Yo ya había hecho suficiente. A otra generación le tocaba plantear la lucha. Además, cómo que eso de pegar tiros ya la gente no lo veía bien. Prolongué la guerrilla para que se cansaran de andarme siguiendo por el cerro y se sentaran a negociar. Y así fue como el nuevo presidente López Mateos, que se las daba de muy campechano y dialogante, mandó a sus licenciados para llegar a un acuerdo con respecto a la viabilidad del ingenio y a mi persona. Negocié lo justo para que me dejaran volver a con mi vieja y los chamacos. De hecho, pude comprobar que no estaba tan cascado como imaginaba. Al cabo de un tiempo en casa, descansando y con la rica comida de Epifania, conseguimos contra todo pronóstico encargar un nuevo chilpayate. Después de todo, ¿por qué no iba a poder ya descansar y vivir tranquilamente, viendo crecer a mi prole como maíces tiernos bajo la luz del sol? Se me llenaron las ideas de ilusiones y, quizá, porque estaba tan contento no desconfíe de los militares que vinieron el otro día, en la madrugada, a mi casa.
Según eso requerían de mi presencia para un acto con el gobernador donde se me concedería la medalla azteca y ya de paso llevarían a mi familia para que me viesen homenajear. También me dijeron que el gobernador me quería consultar unos planes de inversión que tenía para el ingenio. Yo alegué que mi esposa no podría venir dado su estado, pero ellos para convencerme prometieron todo tipo de comodidades, desde darle sombrita hasta atención médica si se requería.
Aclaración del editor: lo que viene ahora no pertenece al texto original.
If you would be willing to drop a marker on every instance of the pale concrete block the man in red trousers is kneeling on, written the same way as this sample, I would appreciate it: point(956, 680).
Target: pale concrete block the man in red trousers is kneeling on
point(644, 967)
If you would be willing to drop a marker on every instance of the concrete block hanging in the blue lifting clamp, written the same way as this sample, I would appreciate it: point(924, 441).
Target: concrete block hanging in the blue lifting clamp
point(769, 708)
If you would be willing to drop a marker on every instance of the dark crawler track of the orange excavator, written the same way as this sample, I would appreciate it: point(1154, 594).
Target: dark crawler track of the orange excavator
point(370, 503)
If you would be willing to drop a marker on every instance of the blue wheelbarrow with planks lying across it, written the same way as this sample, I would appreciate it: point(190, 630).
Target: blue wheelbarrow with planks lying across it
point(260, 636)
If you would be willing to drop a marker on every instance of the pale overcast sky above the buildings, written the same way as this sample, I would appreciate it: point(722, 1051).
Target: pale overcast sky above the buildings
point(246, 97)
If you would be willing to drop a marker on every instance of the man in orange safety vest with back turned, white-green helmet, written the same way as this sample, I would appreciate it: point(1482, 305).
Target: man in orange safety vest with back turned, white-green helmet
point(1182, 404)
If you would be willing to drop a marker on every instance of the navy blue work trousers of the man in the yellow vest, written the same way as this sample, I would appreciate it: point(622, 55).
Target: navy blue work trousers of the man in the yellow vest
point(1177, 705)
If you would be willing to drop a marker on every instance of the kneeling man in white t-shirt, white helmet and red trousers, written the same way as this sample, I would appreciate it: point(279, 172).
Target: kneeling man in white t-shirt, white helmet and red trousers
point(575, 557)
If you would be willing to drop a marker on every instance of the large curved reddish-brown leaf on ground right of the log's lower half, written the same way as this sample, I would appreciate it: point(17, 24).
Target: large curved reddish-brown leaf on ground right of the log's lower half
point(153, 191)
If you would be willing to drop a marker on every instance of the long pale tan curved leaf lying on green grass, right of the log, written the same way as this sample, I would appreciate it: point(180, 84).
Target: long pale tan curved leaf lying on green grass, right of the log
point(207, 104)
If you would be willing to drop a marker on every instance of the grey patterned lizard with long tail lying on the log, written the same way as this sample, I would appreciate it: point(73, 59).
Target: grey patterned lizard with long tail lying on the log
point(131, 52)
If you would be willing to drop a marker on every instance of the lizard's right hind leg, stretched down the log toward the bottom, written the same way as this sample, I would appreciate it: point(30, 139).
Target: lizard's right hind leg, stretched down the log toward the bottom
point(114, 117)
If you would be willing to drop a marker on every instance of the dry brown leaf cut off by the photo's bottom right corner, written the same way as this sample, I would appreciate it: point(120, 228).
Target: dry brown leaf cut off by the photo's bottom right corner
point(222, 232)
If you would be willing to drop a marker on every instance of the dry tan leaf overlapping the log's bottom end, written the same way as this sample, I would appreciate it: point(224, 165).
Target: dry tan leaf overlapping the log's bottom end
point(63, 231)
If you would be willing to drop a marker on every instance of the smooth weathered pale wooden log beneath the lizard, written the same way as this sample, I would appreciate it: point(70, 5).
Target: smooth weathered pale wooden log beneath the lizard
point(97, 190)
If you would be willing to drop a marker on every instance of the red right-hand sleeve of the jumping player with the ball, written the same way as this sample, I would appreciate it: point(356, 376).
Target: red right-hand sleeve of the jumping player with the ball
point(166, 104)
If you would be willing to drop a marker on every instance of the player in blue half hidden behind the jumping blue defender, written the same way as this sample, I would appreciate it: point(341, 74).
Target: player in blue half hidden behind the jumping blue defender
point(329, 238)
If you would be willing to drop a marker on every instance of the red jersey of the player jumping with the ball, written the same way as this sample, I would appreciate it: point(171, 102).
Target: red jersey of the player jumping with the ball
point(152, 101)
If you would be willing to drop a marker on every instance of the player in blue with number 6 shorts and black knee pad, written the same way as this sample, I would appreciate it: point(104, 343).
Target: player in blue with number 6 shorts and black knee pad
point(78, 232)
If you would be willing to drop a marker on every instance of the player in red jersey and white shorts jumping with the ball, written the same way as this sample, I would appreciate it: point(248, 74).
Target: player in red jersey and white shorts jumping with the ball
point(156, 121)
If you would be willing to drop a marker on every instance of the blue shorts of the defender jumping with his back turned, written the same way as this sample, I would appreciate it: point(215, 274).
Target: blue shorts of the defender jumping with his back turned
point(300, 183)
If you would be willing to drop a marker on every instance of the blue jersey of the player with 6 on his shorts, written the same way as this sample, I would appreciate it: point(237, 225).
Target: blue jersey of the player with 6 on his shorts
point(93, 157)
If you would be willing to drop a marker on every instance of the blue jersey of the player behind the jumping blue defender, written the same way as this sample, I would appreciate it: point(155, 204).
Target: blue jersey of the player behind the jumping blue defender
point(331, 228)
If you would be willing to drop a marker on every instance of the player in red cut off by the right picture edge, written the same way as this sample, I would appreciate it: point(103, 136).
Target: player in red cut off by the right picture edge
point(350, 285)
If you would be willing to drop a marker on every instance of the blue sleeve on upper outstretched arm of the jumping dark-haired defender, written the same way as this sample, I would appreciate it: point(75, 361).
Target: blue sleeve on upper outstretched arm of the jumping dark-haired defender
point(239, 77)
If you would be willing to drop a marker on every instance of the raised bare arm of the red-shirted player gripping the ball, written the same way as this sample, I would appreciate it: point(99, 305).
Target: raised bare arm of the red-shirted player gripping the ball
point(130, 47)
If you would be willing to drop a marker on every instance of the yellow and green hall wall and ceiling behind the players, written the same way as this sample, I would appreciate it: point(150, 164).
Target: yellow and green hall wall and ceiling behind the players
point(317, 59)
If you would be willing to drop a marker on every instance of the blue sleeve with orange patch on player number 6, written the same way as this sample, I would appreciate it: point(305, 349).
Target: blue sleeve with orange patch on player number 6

Ella, que siempre fue mi principal valedora en todos estos años, fue la primera en apuntarse al carro. Quería verme en el cenit de mi gloria. Cuando llegamos a lo alto de las ruinas de Xochicalco y me encontré con que no había nadie, supe que había caído en una burda celada. La otrora gentileza de los militares tornó en crueldad despótica. No se conformaron con querer matarme, sino que primero me obligaron a ver cómo quebraban a toda mi familia sin importarles que Epifanía llevase una vida dentro.
Después de la descarga, cuando el cobarde capitán se acercaba para darles el tiro de gracia, no sé cómo logré zafarme y trepar entre la pared hasta llegar al aro del juego de pelota y pasarme al otro lado de la construcción prehispánica. A partir de ahí, corrí monte abajo escondiéndome entre matojos, esperando a cada rato que aparecieran los militares con sus jeeps para aprehenderme y ajusticiarme, pero los únicos carros que pasaron iban con bastante prisa, yéndose de las ruinas como almas perseguidas por el diablo. Una vez sí sentí que ya me habían detectado, y fue cuando el último coche del convoy se detuvo para que meara el capitán Martínez. Pero éste hizo sus necesidades sin notar mi presencia a un par de metros.
Esperé hasta la noche y entonces proseguí mi camino. Me costó mucho llegar ya que por más que hice señas, ningún conductor quiso darme aventón. Fue al llegar a mi casa que entendí por qué no me habían perseguido los nuevos pelones. Yo, al igual que la revolución, ya estaba acabado. Ambos habíamos perdido. ¿Pa’ qué ensañarse conmigo si me acababan de quitar aquello por lo que vivía? Ahora sólo siento un cansancio de siglos de cadenas oxidadas, mas no rotas, mientras percibo que todo a mi alrededor es atrapado por una niebla impenetrable de la cual yo no puedo salir.